Overview of HCE Features
![]()

Menu Buttons
: Import Clustering and
Export Clustering
:
You can choose to either filter out or grayed out the item unselected by
Minimum similarity bar.
You can do it by toggling this button.
: You can compare 2 different clustering results by clicking on this button
Analysis Sample
The comScore panelist-level database captures detailed browsing and buying behavior by one hundred thousand Internet users across the United States. The panel is based on a random sample from a cross-section of more than 1.5 million global Internet users who have given comScore explicit permission to confidentially capture their Web-wide activity. Click here to access the data legend.
The data analyzed is a subset on transactions that occurred on a specific day in several e-retailers website such as amazon.com, buy.com, wallmart.com and targert.com.
Screen #1

This screen snapshot shows that there are 11 clusters a this point. A closer look at the cluster shows that individual clusters were merged
based on the online buyer profile. For instance, buyer with the machine id# 3799719 has 2 observations that have been merged into one
cluster. The buyer is shopping on bestbuy.com for two items priced at $29: a Microsoft XBOX controller and a gathering of developers
Max Payne. Demographic information tells us that the buyer is white with an income greater than $100k. He is 35 to 39 years old,
and he uses a narrowband connection (Dial-up).
Note that I used the Hierarchical clustering method. You can choose another method by just clicking on the menu item Clustering. This method merges
the closest observation into one cluster (smallest distance). The highest level of similarity (=1) results in 11 clusters.
Screen #2

I decreased the level of similarity to 0.8. I have now 26 clusters, and the buyer with the machine ID# 3799719 (let's call him John Doe)
is now in a cluster with buyer with machine ID# 82933. See below a closer look at the cluster.
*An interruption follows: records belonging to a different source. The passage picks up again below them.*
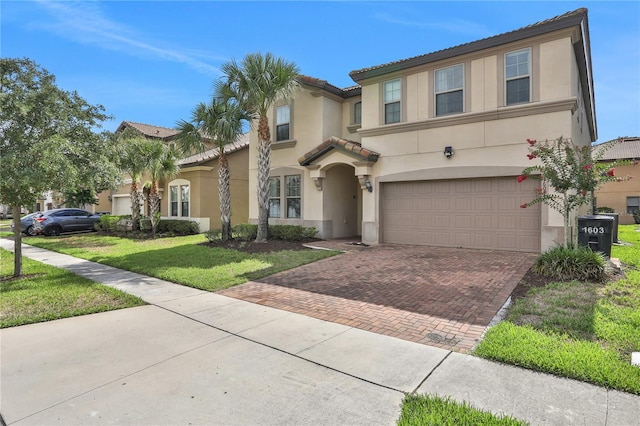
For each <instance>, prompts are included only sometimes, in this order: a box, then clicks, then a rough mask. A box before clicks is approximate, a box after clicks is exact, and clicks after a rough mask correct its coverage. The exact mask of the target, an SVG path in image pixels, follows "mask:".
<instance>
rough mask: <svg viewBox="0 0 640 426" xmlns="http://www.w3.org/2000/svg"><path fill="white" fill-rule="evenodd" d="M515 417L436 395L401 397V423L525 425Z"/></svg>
mask: <svg viewBox="0 0 640 426" xmlns="http://www.w3.org/2000/svg"><path fill="white" fill-rule="evenodd" d="M526 424H528V423H526V422H523V421H520V420H516V419H514V418H513V417H508V416H505V417H498V416H495V415H493V414H491V413H489V412H486V411H481V410H478V409H476V408H473V407H471V406H470V405H468V404H467V403H462V404H460V403H457V402H455V401H452V400H451V399H449V398H441V397H438V396H433V395H407V396H405V398H404V400H403V401H402V412H401V413H400V418H399V419H398V425H399V426H414V425H415V426H418V425H419V426H441V425H443V426H447V425H450V426H475V425H486V426H489V425H496V426H498V425H500V426H503V425H504V426H507V425H509V426H510V425H513V426H517V425H526Z"/></svg>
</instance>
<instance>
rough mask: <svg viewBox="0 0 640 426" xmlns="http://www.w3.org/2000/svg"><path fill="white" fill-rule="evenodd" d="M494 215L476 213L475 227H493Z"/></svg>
mask: <svg viewBox="0 0 640 426" xmlns="http://www.w3.org/2000/svg"><path fill="white" fill-rule="evenodd" d="M493 219H494V217H493V216H490V215H474V216H473V227H474V228H476V229H491V228H492V227H493Z"/></svg>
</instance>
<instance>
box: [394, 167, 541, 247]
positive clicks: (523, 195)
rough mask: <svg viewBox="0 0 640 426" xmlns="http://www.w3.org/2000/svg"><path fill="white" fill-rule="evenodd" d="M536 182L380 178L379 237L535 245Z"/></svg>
mask: <svg viewBox="0 0 640 426" xmlns="http://www.w3.org/2000/svg"><path fill="white" fill-rule="evenodd" d="M537 185H539V183H538V182H530V181H525V182H522V183H518V182H517V180H516V177H515V176H513V177H506V178H482V179H458V180H441V181H437V180H436V181H418V182H393V183H384V184H383V190H382V191H381V192H382V199H381V210H382V214H381V217H382V239H383V241H384V242H392V243H399V244H403V243H404V244H422V245H433V246H446V247H468V248H486V249H500V250H516V251H530V252H537V251H539V250H540V206H539V205H536V206H532V207H530V208H527V209H521V208H520V205H521V204H523V203H525V202H527V201H530V200H531V199H532V198H533V195H534V189H535V187H536V186H537Z"/></svg>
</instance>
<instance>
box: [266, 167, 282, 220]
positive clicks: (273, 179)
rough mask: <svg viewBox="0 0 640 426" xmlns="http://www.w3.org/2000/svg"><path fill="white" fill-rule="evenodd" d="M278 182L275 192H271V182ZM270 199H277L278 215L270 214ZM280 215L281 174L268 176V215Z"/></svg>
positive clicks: (275, 217)
mask: <svg viewBox="0 0 640 426" xmlns="http://www.w3.org/2000/svg"><path fill="white" fill-rule="evenodd" d="M276 181H277V182H278V191H277V194H271V182H276ZM272 201H278V203H277V204H278V215H277V216H276V215H272V204H271V202H272ZM281 216H282V179H281V176H270V177H269V217H275V218H279V217H281Z"/></svg>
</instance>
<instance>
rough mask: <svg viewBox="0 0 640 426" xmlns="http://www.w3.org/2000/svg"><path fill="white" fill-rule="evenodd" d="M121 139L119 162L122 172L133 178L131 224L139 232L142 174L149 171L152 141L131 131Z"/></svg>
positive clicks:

Screen #3 (Profile Search)

The grayed area, called the silhouette, illustrates the “profile” of the population on this data set whereas the two lines points up the profile for ID# 3799719 and #82933.
What does the silhouette tell us about these online shoppers? There is a wide gap in the prices of products. The most expensive product costs
Noteworthy Findings
"Household with children are more likely to have broadband internet connection."

At this level of the similarity bar, there are two clusters based on the connection speed. I have highlighted the cluster with dialup internet speed (left). Looking at the second bar from the bottom, you can see distribution information across for CHILD_PRESENT. It seems like there is more red data point (child present=yes) on the non-highlighted sector (broadband cluster) than on the highlighted one (dialup cluster).
An e-retail website could use these type of information to launch a marketing campaign. For instance, they could create banner on popular website that would change depending on the internet connection speed. A dialup customer would be target with more adult centric products where as a broadband customer would have displayed products more geared towards parents and/or children.
This is just one application of how the tool gives greater insights to managerial decision makers.
"Shoppers online are very focused on their shopping. Their basket at the end of their shopping is not as full as offline shoppers"

A look at the scatterplot tells us that there is a strong correlation (0.511) between the individual product price and the total basket price. As a matter of fact, this is the second strongest correlation when we analyze all data side by side (see "Sorted Scatterplots" window). In other words, online shoppers has more of a "one item at a time" shopping behavior. Amazon is a mall online but since shopping online is more convenient than shopping on a mall. Shoppers will buy more a needed basis. Offline shoppers would buy more items during a day at the mall because it is more convenient than having to come back a couple of hours/days later for another item.
Is there a difference between "dialup shoppers" and "broadband shoppers"? Let's look at the screen below.

I have highlighted the cluster with broadband internet connection. On the profile search tab, you can see the "silhouette" which is the gray area based on the complete sample. The dark grey bar are the data points for shoppers with a broadband connection. Looking at the BASKET_TOT item, we see clearly that the most expensive items have been bought by dialup shoppers. It could be that these shoppers tend to live on remote area, far from shopping mall. Consequently, they rely more on the internet and they shop a wider variety of product based on price.
We have learned great insights about this data from the Amazon.com. Using the intelligence gained, managers can then develop more effective marketing, financial or strategic decisions.